AI News, BOOK REVIEW: Sarcasm Detection with Machine Learning in Spark

Sarcasm Detection with Machine Learning in Spark

This post is inspired by a site I found whilst searching for a way to detect sarcasm within sentences.

This search led me to the above link site where the author Mathieu Cliche cleverly came up with the idea of using tweets as the training set.

However searching for tweets that contain the hastag #sarcasm or #sarcastic would provide me with a vast amount of training data (providing a good percentage of those tweets are actually sarcstic).

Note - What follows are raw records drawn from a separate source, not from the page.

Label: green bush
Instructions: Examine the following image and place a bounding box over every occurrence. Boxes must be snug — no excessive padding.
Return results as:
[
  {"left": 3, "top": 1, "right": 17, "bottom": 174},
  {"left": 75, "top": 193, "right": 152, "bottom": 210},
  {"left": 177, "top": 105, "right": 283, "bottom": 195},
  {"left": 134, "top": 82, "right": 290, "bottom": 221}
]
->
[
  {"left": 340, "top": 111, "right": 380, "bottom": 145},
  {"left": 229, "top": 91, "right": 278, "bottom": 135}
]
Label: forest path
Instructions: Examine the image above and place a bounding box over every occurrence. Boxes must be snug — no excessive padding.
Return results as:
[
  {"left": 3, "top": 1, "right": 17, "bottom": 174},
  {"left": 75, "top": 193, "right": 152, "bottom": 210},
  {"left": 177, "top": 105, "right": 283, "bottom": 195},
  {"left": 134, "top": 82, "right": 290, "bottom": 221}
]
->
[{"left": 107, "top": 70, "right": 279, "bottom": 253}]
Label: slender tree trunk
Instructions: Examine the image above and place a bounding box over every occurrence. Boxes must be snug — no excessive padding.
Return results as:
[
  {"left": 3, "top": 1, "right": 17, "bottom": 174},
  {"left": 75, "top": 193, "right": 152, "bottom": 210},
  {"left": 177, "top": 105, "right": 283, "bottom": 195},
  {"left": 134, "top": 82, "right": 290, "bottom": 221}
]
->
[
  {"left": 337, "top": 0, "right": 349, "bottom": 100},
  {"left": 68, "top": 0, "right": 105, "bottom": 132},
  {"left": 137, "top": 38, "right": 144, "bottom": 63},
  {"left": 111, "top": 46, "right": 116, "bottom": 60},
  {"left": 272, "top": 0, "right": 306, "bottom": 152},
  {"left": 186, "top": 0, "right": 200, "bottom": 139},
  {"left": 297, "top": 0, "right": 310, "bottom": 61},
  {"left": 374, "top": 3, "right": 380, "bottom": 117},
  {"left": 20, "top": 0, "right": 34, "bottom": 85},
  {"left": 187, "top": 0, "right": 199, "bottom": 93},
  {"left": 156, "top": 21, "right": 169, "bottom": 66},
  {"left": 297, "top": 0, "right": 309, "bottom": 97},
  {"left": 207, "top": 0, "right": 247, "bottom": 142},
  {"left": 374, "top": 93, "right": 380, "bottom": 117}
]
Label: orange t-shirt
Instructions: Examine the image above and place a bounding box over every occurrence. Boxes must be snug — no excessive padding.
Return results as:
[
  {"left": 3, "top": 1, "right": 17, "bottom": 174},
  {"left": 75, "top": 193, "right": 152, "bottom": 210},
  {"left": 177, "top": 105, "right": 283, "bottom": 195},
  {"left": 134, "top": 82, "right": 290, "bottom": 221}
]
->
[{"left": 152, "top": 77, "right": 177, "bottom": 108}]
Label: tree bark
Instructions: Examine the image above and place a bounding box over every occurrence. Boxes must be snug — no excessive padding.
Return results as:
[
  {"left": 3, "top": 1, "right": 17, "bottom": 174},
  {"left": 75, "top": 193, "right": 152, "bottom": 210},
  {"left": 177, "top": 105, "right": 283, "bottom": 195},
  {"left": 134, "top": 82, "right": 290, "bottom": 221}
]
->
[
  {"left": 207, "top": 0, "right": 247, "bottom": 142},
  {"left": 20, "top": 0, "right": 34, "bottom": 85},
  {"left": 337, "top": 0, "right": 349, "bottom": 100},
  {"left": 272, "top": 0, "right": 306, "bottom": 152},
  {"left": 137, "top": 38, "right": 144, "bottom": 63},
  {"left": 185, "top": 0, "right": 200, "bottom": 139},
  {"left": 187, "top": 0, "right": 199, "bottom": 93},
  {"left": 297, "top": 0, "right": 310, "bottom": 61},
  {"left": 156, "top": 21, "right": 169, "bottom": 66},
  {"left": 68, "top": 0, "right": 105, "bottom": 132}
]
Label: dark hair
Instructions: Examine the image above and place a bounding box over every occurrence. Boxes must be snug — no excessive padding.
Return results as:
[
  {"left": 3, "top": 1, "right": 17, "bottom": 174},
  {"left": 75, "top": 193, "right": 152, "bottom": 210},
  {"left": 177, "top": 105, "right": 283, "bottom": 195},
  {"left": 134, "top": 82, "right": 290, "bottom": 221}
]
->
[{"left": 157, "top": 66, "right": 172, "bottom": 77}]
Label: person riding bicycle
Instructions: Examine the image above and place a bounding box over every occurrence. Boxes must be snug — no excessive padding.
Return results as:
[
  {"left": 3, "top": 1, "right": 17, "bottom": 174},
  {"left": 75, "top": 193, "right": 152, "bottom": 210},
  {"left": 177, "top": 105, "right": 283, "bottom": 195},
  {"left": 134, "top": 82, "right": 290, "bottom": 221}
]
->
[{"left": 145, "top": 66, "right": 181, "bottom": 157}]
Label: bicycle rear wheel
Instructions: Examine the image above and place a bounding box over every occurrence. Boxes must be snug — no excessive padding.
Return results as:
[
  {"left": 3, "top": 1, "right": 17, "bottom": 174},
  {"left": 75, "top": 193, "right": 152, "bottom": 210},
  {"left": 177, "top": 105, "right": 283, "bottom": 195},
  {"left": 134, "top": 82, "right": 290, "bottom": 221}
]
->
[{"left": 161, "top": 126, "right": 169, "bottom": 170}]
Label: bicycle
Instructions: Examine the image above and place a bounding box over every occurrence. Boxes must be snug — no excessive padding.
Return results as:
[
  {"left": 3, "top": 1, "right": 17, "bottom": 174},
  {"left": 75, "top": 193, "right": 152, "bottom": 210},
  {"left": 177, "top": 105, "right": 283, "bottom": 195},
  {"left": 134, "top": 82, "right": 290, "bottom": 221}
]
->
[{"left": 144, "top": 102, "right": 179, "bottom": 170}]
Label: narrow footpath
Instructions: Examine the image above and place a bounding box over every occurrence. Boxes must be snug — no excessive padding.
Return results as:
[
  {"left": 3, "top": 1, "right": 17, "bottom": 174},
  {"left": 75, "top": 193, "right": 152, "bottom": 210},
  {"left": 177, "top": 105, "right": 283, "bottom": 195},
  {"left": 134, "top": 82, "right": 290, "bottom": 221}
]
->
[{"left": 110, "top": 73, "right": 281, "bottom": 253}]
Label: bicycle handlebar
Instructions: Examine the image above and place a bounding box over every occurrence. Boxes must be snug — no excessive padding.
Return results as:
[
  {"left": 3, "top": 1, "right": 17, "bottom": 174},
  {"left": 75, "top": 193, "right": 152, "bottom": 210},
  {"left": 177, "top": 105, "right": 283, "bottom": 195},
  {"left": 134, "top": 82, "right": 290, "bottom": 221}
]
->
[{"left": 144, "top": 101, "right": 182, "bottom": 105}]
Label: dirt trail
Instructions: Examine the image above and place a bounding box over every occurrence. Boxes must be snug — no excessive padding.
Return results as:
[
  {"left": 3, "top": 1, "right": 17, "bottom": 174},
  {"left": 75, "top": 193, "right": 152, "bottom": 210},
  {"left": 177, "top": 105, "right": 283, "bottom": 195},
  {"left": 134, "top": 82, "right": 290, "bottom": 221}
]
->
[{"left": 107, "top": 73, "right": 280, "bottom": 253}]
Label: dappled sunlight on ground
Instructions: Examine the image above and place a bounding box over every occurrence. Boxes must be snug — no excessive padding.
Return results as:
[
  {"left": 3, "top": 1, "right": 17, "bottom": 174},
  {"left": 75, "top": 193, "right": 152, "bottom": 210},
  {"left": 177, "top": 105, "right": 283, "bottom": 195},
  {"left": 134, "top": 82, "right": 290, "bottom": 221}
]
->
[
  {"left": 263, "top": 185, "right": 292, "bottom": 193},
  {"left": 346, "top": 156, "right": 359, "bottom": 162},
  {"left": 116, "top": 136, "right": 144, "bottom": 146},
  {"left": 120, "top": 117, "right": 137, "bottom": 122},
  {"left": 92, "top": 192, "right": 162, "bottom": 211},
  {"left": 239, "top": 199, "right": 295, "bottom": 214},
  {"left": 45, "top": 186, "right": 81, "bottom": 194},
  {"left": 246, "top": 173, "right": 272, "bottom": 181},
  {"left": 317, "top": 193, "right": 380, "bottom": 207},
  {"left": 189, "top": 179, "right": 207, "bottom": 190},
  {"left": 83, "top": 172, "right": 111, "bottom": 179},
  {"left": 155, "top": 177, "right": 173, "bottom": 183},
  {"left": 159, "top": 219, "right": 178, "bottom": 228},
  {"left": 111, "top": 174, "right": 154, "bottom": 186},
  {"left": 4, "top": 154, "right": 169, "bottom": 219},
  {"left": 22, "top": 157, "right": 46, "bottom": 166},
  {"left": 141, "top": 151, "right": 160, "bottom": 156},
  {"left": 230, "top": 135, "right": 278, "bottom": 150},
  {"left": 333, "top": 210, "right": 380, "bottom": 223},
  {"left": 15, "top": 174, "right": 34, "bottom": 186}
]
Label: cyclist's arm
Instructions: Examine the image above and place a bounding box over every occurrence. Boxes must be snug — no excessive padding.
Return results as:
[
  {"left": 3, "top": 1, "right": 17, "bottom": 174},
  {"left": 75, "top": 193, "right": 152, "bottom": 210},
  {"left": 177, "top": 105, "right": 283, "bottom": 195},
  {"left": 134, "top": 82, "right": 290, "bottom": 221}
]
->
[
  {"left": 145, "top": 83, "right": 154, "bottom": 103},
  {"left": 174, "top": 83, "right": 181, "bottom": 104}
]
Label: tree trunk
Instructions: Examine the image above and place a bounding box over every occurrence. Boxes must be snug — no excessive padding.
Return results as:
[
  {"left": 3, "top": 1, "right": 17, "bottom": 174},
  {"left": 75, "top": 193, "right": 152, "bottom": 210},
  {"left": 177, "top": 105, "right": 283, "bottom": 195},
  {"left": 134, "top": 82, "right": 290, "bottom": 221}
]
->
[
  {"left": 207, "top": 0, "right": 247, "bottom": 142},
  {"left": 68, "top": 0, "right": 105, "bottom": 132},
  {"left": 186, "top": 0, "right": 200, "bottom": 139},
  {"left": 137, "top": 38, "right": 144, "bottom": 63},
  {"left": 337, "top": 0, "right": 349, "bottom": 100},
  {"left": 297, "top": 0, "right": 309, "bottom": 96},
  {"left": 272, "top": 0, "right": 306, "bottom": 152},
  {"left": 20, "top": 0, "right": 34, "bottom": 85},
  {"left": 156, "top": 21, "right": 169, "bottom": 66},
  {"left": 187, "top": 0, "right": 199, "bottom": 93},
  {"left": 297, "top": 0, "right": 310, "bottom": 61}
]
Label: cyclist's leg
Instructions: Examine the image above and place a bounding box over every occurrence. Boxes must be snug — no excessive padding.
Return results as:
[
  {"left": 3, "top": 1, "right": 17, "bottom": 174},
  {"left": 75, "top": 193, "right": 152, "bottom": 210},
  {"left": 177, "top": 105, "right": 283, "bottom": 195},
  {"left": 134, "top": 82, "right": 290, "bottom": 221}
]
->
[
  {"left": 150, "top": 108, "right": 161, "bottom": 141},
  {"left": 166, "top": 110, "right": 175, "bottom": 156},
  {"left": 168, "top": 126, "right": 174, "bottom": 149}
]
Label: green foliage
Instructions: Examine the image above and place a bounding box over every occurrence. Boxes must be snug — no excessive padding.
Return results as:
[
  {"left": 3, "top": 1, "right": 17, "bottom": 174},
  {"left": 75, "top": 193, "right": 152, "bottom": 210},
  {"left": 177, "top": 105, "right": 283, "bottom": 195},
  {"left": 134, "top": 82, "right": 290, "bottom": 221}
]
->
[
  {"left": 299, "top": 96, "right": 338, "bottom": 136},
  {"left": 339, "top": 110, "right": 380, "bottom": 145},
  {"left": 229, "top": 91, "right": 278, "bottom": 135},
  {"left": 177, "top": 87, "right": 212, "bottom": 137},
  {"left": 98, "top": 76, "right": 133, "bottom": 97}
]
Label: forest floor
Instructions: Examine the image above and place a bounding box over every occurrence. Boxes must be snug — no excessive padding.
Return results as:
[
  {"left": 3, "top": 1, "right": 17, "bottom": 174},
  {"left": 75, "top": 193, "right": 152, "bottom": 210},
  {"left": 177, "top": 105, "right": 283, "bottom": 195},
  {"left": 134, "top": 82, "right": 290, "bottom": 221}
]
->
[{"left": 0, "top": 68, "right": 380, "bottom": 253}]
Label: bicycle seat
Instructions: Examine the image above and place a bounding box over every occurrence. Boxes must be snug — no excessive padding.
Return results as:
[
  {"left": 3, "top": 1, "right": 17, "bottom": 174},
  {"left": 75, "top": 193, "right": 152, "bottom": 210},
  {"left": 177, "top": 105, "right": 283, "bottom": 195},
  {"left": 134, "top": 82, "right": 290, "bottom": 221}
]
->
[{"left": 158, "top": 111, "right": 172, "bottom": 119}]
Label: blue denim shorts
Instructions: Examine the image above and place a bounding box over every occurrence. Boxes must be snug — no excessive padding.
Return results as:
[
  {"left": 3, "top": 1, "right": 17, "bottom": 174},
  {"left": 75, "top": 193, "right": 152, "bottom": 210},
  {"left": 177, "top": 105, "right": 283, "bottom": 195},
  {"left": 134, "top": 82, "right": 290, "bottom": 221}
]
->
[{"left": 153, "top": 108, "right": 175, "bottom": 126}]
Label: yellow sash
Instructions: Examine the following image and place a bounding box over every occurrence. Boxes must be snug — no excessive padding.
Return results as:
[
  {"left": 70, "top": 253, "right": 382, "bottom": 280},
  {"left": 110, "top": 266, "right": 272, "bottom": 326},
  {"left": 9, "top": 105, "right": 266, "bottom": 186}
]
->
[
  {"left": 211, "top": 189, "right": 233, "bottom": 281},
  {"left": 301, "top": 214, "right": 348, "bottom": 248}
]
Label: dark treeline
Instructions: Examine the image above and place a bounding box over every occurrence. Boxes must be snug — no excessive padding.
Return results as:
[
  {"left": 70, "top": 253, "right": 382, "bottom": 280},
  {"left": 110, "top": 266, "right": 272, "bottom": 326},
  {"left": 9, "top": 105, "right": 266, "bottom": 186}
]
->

Using that approach as the basis, I developed a Spark application using the MlLib api that would use the Naive Bayes classifier to detect sarcasm in sentences - This post will cover the basics and I will be expanding on this next time to utilise sarcastic tweets to train my model!

The file should have 2 “columns”, the first for the label(I used 1 for a sarcastic row and 0 for a non sarcastic row) and the second for the sentence.

Create two data frames: each with 2 columns “label” and “text” - one data frame for the training data, the other for the test data.

This data can then be used by the algorithm to build a model allowing it to predict/guess whether a similar vector is also sarcastic (or not).

This will now build a model that can be used to classify new sentences - that the model has never seen before - as sarcastic or not sarcastic by seeing if the new sentence (when converted to a vector) is more similar to sarcastic vectors, or non sarcastic vectors.

We want to create a tuple containing the predicted value, and the original label that we gave the data so we can see how accurate it performed.

When you (or anyone else) wishes to then predict the level of sarcasm within a sentence, they can simply write a Spark application that loads your model and can then use it as shown previously.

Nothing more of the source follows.